With regard to the content of video posted online, pursuant to Section 230 of the Communications Decency Act, providers of an interactive computer service generally are not treated as a publisher or speaker for information provided by another information content provider. As a result, companies with video-sharing platform services will generally not be liable for civil damages for the content of videos where the provider, in good faith, restricts access to, or the availability of, material that the provider or user considers to be obscene, lewd, lascivious, filthy, excessively violent, harassing, or otherwise objectionable, whether or not such material is constitutionally protected, or where the provider takes action to enable or to makes available technical means to restrict access to the above-described material, along with undertaking other procedural requirements of the statute.
Title II of the federal Telecommunications Act of 1996, as amended (the “Telecommunications Act”), generally governs the offer to the public of interstate and international “telecommunications”, which are transmissions by the aid of wire, cable, radio, or other like connections, through regulations promulgated and enforced by the Federal Communications Commission (FCC) 47 USC §§153(50), (53). The FCC also asserts jurisdiction over certain aspects of interconnected Voice over Internet Protocol (VoIP) services. Whether a transmission is interstate and international, on the one hand, or intrastate, on the other hand, is generally determined by the origination and termination points of the transmission. Generally, providers of telecommunications must possess authorisation from the FCC under Section 214 of the Communications Act of 1934 for interstate and international transmissions, though certain wireless carriers are relieved of the requirement to obtain Section 214 authority and broadband internet access service (“broadband”) is currently subject to distinct regulatory frameworks. All Title II telecommunications service providers and interconnected VoIP providers must obtain an FCC Registration Number (FRN) through the FCC’s website, register with the FCC, and designate an agent for service of process by filing a form with the Universal Service Administrative Company (USAC). These obligations apply to both wholesale providers and resale providers.
Individual state commissions and state and local statutes regulate intrastate transmissions. Providers of intrastate telecommunications must register with or obtain authorisation from each individual state in which the intrastate transmission occurs except where the state legislature or commission has exempted the requirement. Providers of intrastate telecommunications services are also subject to state statutory requirements, such as state statutes on unfair or deceptive acts and practices and privacy.
In contrast to federal Title II “telecommunications services”, transmissions may be subject to reduced FCC regulation if provided on a “private carriage” basis, or if the interstate or international transmission consists of “information services”. Private carriage is the transmission of telecommunications that are not offered to the public. When interstate or international telecommunications are provided on a private carrier basis, the provider is not required to obtain a Section 214 authorisation from the FCC and fewer federal compliance obligations apply. State regulators, however, generally do not recognise the concept of private carriage as an exception to authorisation or compliance obligations.

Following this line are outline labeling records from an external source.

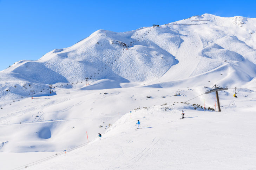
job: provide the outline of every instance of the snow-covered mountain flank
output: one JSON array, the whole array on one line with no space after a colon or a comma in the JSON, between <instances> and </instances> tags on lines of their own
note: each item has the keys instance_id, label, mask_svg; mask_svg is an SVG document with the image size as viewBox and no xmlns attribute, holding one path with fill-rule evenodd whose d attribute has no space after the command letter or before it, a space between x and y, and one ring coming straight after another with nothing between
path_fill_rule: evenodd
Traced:
<instances>
[{"instance_id":1,"label":"snow-covered mountain flank","mask_svg":"<svg viewBox=\"0 0 256 170\"><path fill-rule=\"evenodd\" d=\"M97 84L111 80L112 87L108 88L196 77L202 81L210 77L227 85L237 77L249 81L256 75L255 23L255 18L205 14L124 33L99 30L72 47L54 50L36 61L20 61L1 71L1 93L9 89L5 95L26 95L26 84L37 90L58 83L71 88L71 83L87 77ZM211 76L214 71L219 76Z\"/></svg>"},{"instance_id":2,"label":"snow-covered mountain flank","mask_svg":"<svg viewBox=\"0 0 256 170\"><path fill-rule=\"evenodd\" d=\"M0 71L0 169L256 168L256 31L205 14L15 63ZM202 95L215 84L221 112Z\"/></svg>"}]
</instances>

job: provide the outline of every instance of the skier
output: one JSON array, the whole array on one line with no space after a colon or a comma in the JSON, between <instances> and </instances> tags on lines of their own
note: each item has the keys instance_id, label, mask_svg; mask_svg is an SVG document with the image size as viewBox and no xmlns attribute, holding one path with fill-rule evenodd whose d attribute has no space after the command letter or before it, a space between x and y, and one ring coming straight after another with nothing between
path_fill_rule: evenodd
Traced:
<instances>
[{"instance_id":1,"label":"skier","mask_svg":"<svg viewBox=\"0 0 256 170\"><path fill-rule=\"evenodd\" d=\"M101 134L100 133L99 133L99 135L98 135L98 136L99 136L100 138L100 140L101 140Z\"/></svg>"},{"instance_id":2,"label":"skier","mask_svg":"<svg viewBox=\"0 0 256 170\"><path fill-rule=\"evenodd\" d=\"M139 120L138 120L138 122L136 124L138 124L138 128L137 128L137 129L140 129L140 127L139 126L139 124L140 124L140 123L139 122Z\"/></svg>"},{"instance_id":3,"label":"skier","mask_svg":"<svg viewBox=\"0 0 256 170\"><path fill-rule=\"evenodd\" d=\"M184 113L184 111L182 111L182 113L181 113L181 114L182 115L182 119L184 119L184 115L185 114L185 113Z\"/></svg>"}]
</instances>

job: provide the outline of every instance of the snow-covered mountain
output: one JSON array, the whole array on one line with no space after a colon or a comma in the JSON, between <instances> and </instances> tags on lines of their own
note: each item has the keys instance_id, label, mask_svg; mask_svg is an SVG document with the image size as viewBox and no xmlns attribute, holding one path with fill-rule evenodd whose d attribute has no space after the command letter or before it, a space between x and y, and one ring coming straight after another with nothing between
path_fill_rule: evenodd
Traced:
<instances>
[{"instance_id":1,"label":"snow-covered mountain","mask_svg":"<svg viewBox=\"0 0 256 170\"><path fill-rule=\"evenodd\" d=\"M197 85L211 80L230 85L238 79L245 83L256 76L256 22L255 18L206 14L124 33L99 30L70 47L1 71L0 94L20 98L27 95L26 90L50 84L70 88L79 83L77 87L82 87L85 84L79 83L87 77L97 85L90 89L163 82L157 86L170 86L166 82L196 77L200 77ZM216 71L219 76L211 76Z\"/></svg>"},{"instance_id":2,"label":"snow-covered mountain","mask_svg":"<svg viewBox=\"0 0 256 170\"><path fill-rule=\"evenodd\" d=\"M100 30L15 63L0 72L0 169L255 169L256 93L230 87L256 87L255 23L206 14ZM221 112L203 95L215 84L230 87Z\"/></svg>"}]
</instances>

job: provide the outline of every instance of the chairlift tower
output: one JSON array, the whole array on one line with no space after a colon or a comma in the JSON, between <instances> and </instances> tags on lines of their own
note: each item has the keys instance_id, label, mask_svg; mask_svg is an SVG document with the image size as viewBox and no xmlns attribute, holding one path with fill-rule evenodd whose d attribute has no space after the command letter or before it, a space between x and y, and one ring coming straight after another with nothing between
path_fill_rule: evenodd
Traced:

In addition, there is no requirement to obtain Section 214 authority from the FCC to provide interstate and international information service transmission. Information services are statutorily defined as “the offering of a capability for generating, acquiring, storing, transforming, processing, retrieving, utilising, or making available information via telecommunications” 47 USC §153(24). The definition further states that information service “does not include any use of any such capability for the management, control, or operation of a telecommunications system or the management of a telecommunications service”. Generally, if there is a net change in the protocol of a transmission, the transmission may likely qualify as an information service 47 USC §153(50). Information services have been commonly identified as email, online gaming, web browsing, video conferencing, instant messaging, and other, similar non-voice IP-enabled services. The FCC has a long-standing policy against the economic regulation of “information services”, and there is a prohibition on states subjecting information services to any state economic regulation. However, the FCC’s policy does not prohibit the application of federal and state consumer protection laws to these services.
With respect to VoIP services and VoIP service providers, there is a continuing dispute as to whether federal communications law permits states to require applications for authority; however, one or more states currently assert that authority. For the most part, states either require registrations, typically for purposes of collecting state public fund contributions, or do not impose either a registration or application requirement, although even in such cases, contributions to state public purpose funds may still be required. State economic regulation, such tax obligations, generally apply to VoIP revenues. In general, state regulation of VoIP services and VoIP services providers is limited, but registration, where it exists, varies considerably across the states with state uniquely handling the question of VoIP jurisdiction. In a number of states, legislatures have expressly removed VoIP services and VoIP service providers from the jurisdiction of the state commissions or state commissions have declined to exercise jurisdiction over VoIP services and VoIP service providers, although many such states may permit a “carve out” of residual state commission jurisdiction for purposes of state universal service fund and other public fund assessments.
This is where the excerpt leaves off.